We use the 2010-2019 intercensal population estimates that were produced by Woods & Poole Economics, Inc. through a contract with the NCI SEER program. The methodology follows previously published Census methodologies to align closely with the anticipated Census Bureau’s county intercensal estimates by demographic characteristics that are tentatively scheduled to be released in late 2025. The population estimates incorporate intercensal (2000-2009, 2010-2019) and Vintage 2023 (2020-2023) bridged race estimates that are derived from the original multiple race categories in the 2000, 2010 and 2020 Censuses. The bridged race estimates and a description of the methodology used to develop them appear on the National Center for Health Statistics website. Read more about population estimates for this data release here.
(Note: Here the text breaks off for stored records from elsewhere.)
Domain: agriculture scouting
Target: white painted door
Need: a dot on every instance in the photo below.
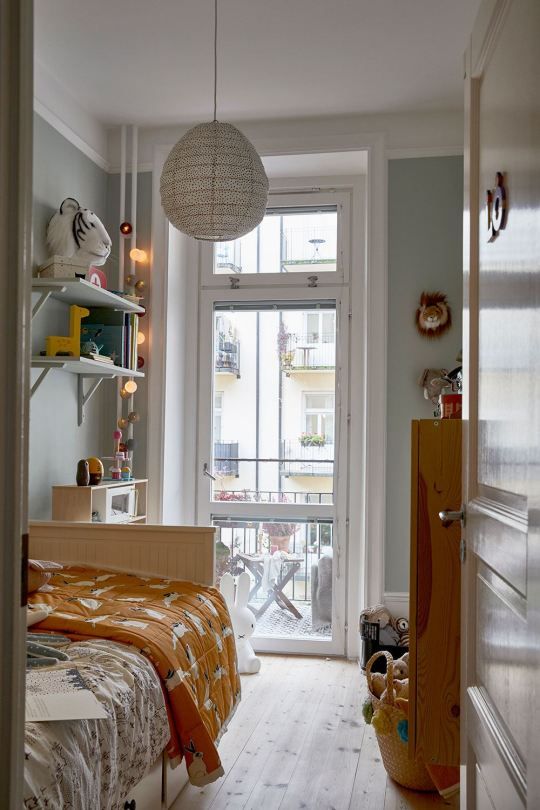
(500, 674)
(16, 101)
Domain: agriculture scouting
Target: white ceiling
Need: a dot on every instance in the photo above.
(322, 164)
(152, 63)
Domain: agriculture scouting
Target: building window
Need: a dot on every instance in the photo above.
(320, 327)
(319, 414)
(218, 414)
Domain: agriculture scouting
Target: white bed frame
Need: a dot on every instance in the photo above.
(172, 552)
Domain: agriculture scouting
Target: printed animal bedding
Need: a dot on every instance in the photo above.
(184, 629)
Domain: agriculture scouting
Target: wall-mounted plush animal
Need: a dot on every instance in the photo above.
(433, 316)
(78, 232)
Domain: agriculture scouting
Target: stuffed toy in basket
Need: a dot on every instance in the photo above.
(388, 715)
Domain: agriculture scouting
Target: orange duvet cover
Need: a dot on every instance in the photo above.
(185, 631)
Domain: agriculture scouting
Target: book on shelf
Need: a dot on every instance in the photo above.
(102, 358)
(117, 334)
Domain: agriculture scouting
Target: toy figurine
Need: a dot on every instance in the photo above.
(83, 473)
(68, 345)
(95, 468)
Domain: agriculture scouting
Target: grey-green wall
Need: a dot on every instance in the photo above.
(56, 443)
(144, 236)
(425, 205)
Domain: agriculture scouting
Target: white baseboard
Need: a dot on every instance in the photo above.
(397, 603)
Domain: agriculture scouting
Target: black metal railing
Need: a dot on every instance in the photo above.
(273, 496)
(228, 355)
(225, 458)
(297, 459)
(310, 351)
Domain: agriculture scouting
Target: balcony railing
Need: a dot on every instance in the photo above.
(273, 496)
(225, 458)
(312, 351)
(309, 541)
(299, 460)
(227, 359)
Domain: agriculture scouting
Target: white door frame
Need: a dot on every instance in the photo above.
(338, 511)
(368, 341)
(16, 135)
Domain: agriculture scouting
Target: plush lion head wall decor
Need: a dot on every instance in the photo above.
(433, 316)
(78, 232)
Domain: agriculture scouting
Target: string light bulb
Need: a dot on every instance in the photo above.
(138, 255)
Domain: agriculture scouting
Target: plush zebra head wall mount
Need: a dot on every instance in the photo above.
(78, 232)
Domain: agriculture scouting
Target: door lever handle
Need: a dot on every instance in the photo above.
(207, 472)
(448, 516)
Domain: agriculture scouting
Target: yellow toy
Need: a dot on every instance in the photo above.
(68, 345)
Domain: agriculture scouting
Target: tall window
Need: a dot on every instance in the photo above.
(319, 414)
(218, 414)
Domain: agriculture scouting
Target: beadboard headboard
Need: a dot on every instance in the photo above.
(172, 552)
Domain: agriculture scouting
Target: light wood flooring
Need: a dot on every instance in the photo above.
(298, 742)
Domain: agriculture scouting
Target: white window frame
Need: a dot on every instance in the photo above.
(293, 199)
(317, 411)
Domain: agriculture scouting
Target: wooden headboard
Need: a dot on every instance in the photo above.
(172, 552)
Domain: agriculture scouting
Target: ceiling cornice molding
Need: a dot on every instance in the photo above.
(56, 106)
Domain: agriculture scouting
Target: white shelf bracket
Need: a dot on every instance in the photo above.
(39, 381)
(83, 398)
(44, 296)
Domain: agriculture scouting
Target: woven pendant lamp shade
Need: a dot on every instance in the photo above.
(213, 184)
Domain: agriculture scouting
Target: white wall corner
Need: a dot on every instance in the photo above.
(63, 112)
(397, 603)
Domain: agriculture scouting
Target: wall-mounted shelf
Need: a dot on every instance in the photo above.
(85, 368)
(81, 292)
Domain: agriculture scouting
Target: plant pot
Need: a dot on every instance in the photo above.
(281, 542)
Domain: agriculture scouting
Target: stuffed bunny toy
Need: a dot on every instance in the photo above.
(242, 618)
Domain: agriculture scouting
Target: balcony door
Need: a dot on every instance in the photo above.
(273, 380)
(270, 470)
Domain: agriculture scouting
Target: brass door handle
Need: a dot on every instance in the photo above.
(448, 516)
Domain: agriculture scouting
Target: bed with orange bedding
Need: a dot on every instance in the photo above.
(183, 628)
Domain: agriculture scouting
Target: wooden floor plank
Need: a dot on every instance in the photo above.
(298, 742)
(339, 767)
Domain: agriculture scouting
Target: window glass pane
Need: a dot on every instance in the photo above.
(273, 426)
(286, 241)
(290, 564)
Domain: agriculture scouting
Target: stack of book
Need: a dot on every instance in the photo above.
(115, 333)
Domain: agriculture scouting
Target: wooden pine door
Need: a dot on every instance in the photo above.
(501, 578)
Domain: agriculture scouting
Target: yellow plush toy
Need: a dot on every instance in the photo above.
(378, 683)
(381, 722)
(401, 690)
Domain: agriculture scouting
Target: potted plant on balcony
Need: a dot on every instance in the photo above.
(279, 534)
(286, 353)
(312, 439)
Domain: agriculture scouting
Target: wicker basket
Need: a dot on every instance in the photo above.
(411, 773)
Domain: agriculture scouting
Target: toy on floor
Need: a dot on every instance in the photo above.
(242, 618)
(401, 667)
(69, 345)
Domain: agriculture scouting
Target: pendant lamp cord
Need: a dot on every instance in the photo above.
(215, 59)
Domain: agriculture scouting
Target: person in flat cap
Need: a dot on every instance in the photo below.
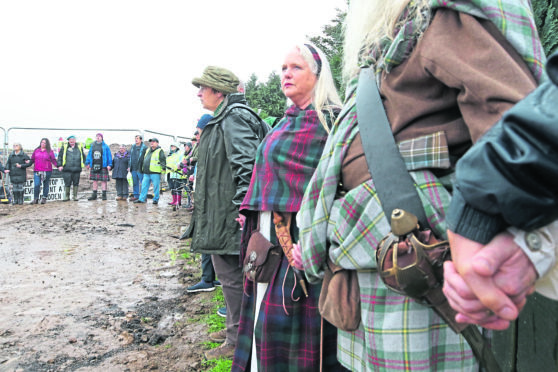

Our latest cancer data tool, the Rural Atlas is now available here: 

Rural Atlas

The Rural Atlas is intended to help better understand differences in cancer epidemiology across the rural–urban dichotomy in the Helen Diller Family Comprehensive Cancer Center (HDFCCC) Catchment area. The Rural Atlas can be a flexible tool for informing local efforts for outreach and programs.

There are multiple measures to define rurality, with no clear consensus about what separates an urban area from a rural one. The Rural Atlas uses two definitions of rurality (percent rural and RUCA) to characterize the 25-county catchment area to explore cancer incidence, stage, and survival by rurality down to the Census tract level. Within the Rural Atlas dashboard, users can select from four views.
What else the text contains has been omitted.